06:09 À l'intérieur des institutions, si je prends la notion de genre,
06:12 par exemple, par rapport au gauchisme culturel,
06:14 si je prends les néo-féministes, si je prends un courant écologiste,
06:17 vous voyez qu'il y a des restes, mais c'est des restes à mon avis assez abattardis.
06:20 Ce que je pense, c'est qu'on arrive à la fin d'un cycle historique.
06:24 Que cette dynamique existée est en train de patiner, d'une certaine façon.
06:28 Alors quand vous voyez dans certains médias,
06:30 vous avez l'impression que c'est la France entière.
06:32 C'est pas vrai !
06:33 La majorité de la population en a assez, si vous voulez.

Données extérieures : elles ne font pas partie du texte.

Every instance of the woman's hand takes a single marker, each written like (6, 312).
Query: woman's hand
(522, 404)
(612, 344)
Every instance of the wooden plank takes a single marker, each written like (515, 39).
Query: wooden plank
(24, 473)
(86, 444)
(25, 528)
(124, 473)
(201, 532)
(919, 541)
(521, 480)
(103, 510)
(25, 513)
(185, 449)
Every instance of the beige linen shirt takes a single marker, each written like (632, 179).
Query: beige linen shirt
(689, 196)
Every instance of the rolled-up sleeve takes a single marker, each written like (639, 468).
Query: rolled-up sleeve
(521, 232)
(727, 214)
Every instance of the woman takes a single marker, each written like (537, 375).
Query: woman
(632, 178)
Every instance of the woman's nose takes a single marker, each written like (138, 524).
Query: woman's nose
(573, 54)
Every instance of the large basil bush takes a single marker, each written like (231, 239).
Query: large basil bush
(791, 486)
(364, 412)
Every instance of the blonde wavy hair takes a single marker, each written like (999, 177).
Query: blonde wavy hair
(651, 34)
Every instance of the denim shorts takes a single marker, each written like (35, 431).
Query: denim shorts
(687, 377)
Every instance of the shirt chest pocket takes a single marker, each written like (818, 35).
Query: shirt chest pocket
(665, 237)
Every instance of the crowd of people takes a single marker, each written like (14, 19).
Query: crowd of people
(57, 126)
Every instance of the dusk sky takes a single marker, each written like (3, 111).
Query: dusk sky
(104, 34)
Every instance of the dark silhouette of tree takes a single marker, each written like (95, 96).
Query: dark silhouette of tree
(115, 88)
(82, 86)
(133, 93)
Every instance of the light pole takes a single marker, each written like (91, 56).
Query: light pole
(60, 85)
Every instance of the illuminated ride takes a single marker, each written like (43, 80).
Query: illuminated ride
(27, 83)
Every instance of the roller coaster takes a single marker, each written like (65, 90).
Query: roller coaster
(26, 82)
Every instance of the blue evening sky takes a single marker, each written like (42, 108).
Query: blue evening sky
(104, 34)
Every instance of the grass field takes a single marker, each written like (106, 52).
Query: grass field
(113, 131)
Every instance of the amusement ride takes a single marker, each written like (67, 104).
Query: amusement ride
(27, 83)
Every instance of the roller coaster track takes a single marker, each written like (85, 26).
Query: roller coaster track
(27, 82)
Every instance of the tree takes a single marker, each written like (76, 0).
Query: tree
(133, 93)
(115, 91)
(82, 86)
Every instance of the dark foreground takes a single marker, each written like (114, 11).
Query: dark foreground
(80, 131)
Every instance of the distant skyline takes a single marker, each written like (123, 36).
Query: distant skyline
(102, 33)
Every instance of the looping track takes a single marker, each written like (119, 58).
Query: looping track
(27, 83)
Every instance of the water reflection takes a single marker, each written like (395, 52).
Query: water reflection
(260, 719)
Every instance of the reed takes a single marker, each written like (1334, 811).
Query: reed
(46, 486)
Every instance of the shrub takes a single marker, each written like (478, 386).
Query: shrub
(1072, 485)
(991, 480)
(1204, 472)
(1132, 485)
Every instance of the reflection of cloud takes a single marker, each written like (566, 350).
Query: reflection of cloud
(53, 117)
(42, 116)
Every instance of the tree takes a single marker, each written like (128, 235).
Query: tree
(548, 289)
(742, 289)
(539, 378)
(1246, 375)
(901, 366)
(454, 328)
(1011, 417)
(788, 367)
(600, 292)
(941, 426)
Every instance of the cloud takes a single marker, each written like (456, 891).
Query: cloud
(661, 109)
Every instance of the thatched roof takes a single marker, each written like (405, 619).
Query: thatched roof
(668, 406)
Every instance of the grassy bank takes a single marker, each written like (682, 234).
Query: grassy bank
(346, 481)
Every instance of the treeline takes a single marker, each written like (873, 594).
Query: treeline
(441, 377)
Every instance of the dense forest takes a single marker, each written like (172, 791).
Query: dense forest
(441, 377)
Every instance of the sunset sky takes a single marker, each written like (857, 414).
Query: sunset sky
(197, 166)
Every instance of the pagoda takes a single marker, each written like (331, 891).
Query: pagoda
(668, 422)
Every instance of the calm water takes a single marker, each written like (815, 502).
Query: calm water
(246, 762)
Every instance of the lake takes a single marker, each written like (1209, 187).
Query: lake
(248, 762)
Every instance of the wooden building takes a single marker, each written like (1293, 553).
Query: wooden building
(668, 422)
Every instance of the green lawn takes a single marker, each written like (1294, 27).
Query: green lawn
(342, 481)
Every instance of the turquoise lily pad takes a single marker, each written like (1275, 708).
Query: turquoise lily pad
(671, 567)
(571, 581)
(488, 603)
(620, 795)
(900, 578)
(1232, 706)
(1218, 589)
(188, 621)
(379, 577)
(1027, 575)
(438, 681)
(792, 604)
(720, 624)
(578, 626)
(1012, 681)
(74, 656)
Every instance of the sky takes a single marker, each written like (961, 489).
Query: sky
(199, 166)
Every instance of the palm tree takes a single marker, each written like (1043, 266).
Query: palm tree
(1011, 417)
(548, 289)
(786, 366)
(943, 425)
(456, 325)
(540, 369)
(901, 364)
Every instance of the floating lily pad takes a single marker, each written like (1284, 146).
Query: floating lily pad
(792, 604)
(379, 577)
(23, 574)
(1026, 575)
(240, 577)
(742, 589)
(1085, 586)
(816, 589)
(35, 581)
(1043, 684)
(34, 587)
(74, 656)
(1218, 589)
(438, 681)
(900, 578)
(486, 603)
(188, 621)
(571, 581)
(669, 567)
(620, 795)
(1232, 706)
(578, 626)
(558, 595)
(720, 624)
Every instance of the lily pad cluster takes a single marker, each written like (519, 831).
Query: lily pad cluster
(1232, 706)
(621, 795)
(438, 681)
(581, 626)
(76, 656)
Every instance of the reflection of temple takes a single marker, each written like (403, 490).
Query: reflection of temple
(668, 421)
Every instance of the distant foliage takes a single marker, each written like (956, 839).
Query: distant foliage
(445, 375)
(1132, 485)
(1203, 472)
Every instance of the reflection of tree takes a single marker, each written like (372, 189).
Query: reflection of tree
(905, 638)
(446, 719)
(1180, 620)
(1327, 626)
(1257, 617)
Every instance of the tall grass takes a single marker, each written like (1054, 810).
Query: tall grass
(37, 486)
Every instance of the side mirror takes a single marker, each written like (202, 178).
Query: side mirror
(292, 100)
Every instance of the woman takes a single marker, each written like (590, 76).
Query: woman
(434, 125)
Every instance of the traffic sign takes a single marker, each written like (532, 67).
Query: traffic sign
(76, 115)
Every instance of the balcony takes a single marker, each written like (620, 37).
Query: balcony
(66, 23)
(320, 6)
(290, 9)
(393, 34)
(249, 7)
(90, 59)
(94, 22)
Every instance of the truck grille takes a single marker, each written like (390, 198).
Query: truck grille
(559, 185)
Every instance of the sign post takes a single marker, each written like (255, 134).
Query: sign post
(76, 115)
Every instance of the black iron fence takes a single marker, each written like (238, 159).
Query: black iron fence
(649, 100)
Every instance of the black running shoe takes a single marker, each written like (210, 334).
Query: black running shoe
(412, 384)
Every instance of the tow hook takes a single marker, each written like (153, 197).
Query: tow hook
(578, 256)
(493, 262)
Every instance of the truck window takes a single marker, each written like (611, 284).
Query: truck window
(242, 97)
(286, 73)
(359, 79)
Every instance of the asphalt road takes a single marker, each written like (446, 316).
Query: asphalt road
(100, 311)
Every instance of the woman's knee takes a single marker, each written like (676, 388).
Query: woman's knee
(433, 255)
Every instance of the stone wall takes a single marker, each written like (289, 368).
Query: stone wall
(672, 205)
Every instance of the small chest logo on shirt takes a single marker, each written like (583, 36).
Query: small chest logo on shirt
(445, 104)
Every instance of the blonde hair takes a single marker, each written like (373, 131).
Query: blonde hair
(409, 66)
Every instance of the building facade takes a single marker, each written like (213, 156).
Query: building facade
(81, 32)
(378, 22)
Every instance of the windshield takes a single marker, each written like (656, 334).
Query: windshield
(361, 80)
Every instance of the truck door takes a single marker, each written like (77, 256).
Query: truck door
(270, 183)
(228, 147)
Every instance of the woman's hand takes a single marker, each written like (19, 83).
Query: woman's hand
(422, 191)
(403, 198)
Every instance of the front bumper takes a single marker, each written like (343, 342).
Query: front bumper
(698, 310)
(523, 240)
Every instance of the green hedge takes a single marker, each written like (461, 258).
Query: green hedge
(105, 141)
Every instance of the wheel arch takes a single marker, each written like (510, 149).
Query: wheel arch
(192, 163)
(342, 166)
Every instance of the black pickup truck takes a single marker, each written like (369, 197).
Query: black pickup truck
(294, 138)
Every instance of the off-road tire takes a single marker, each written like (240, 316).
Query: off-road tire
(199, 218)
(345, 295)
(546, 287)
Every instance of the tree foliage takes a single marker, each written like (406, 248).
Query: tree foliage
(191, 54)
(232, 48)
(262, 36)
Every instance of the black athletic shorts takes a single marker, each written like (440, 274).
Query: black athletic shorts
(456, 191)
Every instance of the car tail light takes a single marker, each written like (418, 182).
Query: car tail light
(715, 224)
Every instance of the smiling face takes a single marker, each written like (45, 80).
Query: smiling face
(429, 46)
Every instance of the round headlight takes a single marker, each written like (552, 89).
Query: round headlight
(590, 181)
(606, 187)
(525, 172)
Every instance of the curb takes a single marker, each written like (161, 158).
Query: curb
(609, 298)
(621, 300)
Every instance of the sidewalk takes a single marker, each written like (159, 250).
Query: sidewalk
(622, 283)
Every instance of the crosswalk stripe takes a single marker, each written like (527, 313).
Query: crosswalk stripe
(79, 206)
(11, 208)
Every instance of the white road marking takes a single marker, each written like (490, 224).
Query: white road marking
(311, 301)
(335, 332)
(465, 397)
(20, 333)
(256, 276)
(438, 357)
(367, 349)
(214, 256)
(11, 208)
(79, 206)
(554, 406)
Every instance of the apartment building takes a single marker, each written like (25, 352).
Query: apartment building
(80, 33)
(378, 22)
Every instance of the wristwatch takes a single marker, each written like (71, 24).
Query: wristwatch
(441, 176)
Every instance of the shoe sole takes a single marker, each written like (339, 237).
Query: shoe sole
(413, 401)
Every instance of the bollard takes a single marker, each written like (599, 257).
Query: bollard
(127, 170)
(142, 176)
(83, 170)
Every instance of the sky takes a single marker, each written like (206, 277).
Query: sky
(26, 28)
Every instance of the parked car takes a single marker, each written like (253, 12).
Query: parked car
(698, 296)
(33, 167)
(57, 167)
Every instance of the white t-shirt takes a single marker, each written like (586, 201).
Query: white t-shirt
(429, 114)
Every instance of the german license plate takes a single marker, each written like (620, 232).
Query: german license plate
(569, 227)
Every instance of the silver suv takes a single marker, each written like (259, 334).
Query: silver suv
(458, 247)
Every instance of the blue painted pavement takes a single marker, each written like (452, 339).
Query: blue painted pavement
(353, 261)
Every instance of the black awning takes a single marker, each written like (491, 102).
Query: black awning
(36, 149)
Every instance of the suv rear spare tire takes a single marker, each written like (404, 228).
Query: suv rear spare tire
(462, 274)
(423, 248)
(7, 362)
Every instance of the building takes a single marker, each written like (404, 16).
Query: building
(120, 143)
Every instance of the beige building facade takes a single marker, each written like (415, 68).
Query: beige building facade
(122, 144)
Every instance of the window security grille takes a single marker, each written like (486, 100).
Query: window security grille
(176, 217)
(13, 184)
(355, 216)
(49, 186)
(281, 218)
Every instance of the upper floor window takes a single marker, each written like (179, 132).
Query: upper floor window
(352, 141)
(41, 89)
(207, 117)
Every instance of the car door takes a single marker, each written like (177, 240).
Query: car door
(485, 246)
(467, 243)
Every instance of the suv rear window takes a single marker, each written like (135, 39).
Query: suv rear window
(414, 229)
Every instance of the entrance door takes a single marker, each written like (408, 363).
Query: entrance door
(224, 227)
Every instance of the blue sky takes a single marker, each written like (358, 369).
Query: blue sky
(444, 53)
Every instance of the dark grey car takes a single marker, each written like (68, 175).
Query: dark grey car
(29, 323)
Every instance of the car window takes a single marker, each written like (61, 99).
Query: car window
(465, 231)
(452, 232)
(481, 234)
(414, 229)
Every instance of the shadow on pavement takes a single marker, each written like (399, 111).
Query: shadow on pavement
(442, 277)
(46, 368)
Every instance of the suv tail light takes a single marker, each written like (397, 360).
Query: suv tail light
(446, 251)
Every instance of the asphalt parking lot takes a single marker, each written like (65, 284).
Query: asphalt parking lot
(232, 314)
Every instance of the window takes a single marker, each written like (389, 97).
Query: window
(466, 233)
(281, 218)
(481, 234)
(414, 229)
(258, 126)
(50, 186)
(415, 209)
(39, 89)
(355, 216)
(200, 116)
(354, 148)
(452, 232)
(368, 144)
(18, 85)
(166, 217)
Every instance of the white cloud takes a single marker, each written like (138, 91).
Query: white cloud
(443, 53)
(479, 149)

06:36 Il y a eu des enquêtes de fait sur les WOC,
06:38 qu'il ne faut pas non plus mythifier.
06:41 Bien sûr qu'il faut les combattre.
06:43 Mais je veux dire, qu'est-ce que ça représente du point de vue de la société globale ?
06:46 Pas simplement à l'université, ou le milieu des intellectuels,
06:49 où les intellectuels parlent aux intellectuels, vous voyez ?
06:52 - "Mes années folles", votre livre, Jean-Pierre Le Goff,
06:55 sous-titré "Révolte et nihilisme du peuple adolescent", après mai 68.
06:58 Merci à vous d'être venu ce matin sur Europe TV.